Tsiganov describes the usual way Shostakovich initially presented each of his new string quartets to the Beethoven Quartet, an unusually hands-on approach:

First [Shostakovich] would play his new work on the piano from the score. Then he would give us the parts and beg us not to begin playing without him. He needed rehearsals not in order to test his new opus, and still less to change any of its details. He needed them in order to make the performers grasp his idea of the actual sound of the music.

For String Quartet No. 14, Shostakovich’s participation in the preparation went considerably beyond this regular procedure due to a leg injury sustained by the second violinist, preventing him from participating in the early rehearsals. A delighted Shostakovich substituted for him, playing the violin line on the piano. He conveyed to Shirinsky:

[It’s been] one of the happiest moments of my life: First of all, because I think that the Quartet has turned out well, Sergei, and secondly I have had the good fortune to play in the Beethoven Quartet, even if I only played with one finger!

In a nod to his dedicatee, Shostakovich features the cello prominently throughout the work. The dancelike skipping theme that opens the movement is introduced by the cello, accompanied only by a viola drone. Though initially light and carefree, it gradually grows in intensity after the balance of the group enters. A brief solo cello passage eventually ushers in a highly chromatic, syncopated second theme, and these two main ideas are developed together creating an uneasy feel. Mini cadenzas appear in the viola and then with the same material in the cello. Despite the moments of agitation, there is surprising sweetness as well, and this is where Shostakovich opts to end the movement.

There is a lyrical expressivity to the Adagio that, like the first movement, seems to skirt the boundary between sweet serenity and lament. The movement is almost a duet between first violin and cello (the two members of the Beethoven Quartet who were 50-year veterans of the group at the time of the work’s premiere). Each of the two instruments is given extended solo passages of intense expressivity, concluding with a sustained muted section bringing back the violin’s original melody.

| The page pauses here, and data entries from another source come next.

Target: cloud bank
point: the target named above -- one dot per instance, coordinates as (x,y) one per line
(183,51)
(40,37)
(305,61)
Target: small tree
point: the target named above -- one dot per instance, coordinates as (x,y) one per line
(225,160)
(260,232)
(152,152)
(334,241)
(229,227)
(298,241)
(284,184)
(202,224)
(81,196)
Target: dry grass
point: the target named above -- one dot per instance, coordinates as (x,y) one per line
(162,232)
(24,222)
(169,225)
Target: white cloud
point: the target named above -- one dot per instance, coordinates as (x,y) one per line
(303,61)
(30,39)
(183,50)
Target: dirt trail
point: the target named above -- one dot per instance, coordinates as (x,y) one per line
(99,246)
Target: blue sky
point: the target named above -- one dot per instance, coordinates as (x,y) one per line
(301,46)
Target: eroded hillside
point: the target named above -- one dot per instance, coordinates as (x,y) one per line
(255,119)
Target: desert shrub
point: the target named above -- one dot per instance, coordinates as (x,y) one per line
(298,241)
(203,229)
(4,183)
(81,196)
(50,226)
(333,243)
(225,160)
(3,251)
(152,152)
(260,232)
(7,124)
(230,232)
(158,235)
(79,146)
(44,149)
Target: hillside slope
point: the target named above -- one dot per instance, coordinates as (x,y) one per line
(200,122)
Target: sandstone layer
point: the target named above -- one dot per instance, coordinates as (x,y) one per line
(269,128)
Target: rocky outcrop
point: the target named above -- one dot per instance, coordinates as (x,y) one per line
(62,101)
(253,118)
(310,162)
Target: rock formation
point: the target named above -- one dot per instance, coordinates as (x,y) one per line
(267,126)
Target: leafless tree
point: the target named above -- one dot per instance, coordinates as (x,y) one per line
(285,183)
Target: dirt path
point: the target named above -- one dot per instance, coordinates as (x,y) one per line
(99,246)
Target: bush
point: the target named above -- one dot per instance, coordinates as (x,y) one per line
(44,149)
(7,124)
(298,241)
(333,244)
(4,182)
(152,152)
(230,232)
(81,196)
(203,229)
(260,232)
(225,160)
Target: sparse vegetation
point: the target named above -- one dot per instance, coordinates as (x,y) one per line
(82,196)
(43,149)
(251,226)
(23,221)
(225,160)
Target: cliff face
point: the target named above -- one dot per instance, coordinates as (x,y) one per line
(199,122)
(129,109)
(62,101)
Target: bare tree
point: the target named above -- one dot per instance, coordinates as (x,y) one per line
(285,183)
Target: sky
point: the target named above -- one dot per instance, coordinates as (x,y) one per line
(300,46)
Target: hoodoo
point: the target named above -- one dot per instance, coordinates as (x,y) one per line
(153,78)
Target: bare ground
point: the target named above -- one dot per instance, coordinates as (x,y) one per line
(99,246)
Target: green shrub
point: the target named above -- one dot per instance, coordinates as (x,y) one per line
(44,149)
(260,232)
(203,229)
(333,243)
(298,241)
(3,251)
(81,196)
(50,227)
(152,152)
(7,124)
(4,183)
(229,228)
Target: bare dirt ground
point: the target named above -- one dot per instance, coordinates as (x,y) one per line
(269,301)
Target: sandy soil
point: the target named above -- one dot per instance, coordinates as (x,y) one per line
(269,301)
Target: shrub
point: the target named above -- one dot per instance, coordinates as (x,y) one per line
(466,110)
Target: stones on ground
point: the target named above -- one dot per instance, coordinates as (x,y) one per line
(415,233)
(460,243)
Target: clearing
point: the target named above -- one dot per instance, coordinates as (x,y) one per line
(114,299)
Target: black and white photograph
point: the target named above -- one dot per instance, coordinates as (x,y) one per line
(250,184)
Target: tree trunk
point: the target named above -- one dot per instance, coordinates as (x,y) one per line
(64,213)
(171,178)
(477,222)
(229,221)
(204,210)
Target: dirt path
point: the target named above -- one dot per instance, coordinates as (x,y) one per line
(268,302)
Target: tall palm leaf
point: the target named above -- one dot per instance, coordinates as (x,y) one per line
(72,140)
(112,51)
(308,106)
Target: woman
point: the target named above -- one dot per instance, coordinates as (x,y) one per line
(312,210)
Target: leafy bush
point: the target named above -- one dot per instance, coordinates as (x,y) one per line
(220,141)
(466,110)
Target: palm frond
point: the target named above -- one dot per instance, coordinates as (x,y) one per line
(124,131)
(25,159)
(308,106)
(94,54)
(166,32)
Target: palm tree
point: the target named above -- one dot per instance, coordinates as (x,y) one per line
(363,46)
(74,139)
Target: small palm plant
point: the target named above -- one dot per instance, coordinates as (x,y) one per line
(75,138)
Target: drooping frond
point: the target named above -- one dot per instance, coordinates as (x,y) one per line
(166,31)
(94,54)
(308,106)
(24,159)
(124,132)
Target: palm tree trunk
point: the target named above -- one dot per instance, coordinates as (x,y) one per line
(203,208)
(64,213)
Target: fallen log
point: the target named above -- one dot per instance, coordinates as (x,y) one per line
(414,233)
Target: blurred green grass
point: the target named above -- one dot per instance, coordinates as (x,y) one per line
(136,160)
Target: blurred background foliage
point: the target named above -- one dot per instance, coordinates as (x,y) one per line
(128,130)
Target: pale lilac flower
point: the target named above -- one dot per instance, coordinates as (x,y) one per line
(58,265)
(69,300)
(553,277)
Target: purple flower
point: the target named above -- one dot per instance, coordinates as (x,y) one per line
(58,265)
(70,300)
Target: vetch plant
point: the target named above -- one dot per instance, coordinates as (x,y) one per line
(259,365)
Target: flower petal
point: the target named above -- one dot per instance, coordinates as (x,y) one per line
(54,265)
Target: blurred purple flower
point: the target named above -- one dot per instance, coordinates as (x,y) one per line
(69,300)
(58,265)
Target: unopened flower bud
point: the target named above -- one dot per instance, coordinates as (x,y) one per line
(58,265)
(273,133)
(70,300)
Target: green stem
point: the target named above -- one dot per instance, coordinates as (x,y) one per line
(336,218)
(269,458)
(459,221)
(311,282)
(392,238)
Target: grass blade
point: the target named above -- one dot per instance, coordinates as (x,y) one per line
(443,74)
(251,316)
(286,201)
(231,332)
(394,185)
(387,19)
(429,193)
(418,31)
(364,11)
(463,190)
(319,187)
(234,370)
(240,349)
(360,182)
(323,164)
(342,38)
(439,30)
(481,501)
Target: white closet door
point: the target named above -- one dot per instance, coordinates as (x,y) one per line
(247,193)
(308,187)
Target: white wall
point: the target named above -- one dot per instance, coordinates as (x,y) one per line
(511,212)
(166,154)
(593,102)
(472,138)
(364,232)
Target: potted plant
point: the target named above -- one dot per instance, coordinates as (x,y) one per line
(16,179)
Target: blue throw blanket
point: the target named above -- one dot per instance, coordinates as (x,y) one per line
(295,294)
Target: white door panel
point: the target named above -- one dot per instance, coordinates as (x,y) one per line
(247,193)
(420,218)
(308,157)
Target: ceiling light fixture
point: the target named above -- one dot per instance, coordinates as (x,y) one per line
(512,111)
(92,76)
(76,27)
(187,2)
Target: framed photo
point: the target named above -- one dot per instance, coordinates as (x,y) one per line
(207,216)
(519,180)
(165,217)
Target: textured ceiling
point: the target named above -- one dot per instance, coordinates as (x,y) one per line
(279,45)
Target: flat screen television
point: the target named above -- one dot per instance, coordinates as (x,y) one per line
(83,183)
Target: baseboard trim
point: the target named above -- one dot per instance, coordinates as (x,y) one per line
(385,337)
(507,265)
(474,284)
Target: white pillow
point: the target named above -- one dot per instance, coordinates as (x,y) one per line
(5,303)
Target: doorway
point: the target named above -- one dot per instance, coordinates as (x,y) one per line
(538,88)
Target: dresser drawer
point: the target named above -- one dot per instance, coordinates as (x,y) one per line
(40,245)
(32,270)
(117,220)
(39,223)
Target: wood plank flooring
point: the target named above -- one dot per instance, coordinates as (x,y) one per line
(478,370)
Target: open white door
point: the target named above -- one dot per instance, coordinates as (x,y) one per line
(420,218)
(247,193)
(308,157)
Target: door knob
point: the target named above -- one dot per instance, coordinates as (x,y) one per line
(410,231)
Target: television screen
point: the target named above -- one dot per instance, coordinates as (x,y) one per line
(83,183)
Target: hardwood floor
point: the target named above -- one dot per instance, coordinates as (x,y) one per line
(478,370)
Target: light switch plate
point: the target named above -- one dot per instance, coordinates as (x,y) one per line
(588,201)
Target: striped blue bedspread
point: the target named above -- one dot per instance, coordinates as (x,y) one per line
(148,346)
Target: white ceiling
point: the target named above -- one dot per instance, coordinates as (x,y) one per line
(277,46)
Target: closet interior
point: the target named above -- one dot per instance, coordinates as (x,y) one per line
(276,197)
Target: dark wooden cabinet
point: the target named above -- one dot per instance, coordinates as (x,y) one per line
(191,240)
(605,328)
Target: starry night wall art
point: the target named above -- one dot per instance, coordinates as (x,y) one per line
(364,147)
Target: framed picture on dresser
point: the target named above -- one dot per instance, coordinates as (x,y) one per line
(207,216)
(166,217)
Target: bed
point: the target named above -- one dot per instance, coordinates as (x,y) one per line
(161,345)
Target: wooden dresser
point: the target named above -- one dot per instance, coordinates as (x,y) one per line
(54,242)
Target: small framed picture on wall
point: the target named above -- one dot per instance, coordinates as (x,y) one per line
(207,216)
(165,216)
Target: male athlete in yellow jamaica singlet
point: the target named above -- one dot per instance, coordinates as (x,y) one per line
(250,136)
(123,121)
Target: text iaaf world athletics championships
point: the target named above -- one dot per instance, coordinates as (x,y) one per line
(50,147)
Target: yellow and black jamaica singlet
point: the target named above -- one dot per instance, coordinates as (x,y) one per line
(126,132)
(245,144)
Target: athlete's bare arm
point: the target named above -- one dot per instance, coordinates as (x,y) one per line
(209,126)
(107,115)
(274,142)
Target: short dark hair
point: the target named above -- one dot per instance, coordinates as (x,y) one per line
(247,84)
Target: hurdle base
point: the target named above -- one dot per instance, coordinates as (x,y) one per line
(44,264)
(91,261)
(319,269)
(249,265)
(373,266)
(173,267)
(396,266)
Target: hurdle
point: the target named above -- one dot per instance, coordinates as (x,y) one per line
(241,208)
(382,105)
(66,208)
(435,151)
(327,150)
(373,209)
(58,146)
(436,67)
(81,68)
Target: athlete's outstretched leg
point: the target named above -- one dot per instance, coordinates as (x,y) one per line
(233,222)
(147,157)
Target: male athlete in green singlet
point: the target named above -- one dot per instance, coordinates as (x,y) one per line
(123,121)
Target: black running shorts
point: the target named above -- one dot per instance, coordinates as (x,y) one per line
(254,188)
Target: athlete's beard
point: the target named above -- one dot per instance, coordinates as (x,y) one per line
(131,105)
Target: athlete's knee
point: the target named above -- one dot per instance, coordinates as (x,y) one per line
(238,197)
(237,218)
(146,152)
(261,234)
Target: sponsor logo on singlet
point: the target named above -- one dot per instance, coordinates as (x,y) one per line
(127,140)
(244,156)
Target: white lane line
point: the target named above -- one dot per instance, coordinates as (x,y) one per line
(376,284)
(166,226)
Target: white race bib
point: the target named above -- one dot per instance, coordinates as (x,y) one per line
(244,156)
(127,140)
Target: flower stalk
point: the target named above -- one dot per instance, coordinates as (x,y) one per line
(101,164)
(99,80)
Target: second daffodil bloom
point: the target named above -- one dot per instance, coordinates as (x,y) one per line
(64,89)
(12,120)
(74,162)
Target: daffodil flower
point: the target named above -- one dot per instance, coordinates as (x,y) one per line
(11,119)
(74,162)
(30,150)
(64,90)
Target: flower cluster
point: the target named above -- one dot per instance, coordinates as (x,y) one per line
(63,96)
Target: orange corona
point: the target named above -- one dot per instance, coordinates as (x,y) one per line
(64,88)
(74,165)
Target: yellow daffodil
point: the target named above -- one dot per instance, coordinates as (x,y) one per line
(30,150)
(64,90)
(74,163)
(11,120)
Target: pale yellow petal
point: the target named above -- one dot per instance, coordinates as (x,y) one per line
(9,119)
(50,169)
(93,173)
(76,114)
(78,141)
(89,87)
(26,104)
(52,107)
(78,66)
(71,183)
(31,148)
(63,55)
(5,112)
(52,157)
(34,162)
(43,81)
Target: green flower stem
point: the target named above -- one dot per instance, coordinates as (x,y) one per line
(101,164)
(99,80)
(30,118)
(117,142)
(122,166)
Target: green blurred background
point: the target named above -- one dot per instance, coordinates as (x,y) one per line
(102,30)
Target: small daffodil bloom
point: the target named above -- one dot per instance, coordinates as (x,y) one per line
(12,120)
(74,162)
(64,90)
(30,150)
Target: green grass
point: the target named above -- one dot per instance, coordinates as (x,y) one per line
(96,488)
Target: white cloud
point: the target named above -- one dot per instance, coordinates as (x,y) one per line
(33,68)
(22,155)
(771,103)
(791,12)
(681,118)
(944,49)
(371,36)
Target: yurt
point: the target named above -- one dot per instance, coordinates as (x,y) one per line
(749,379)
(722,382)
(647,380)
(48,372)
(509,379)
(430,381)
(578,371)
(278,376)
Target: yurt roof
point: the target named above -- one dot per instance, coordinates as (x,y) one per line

The last movement, a movement of beauty and even optimism, is quite extraordinary. The odd pizzicato melody in the first violin that opens the movement is actually a motto:  (C#)–Eb–E–D–E–G –A, which when spelled with German and Russian note abbreviations (and transliterations) approximates “Serezha,” the affectionate diminutive for Sergei, honoring dedicatee Sergei Shirinsky. This melody returns throughout, including a prominent appearance in the cello itself. But Shostakovich also references the great cellist by inserting a dramatic quotation of a motto from his 1934 Lady Macbeth of the Mtensk District (late in the movement, in the lowest range of the cello). The quote comes from the heroine Katerina who throws herself into the arms of her beloved Sergei, hoping for love and forgiveness, crying “Serezha!  My dearest!”  In between, Shostakovich inserts a notable passage during which all four players exchange successive short gestures creating an eccentric quilt of sound. By the end of the movement, Shostakovich includes quotations from previous movements and has the cello playing an extended duet above the first violin.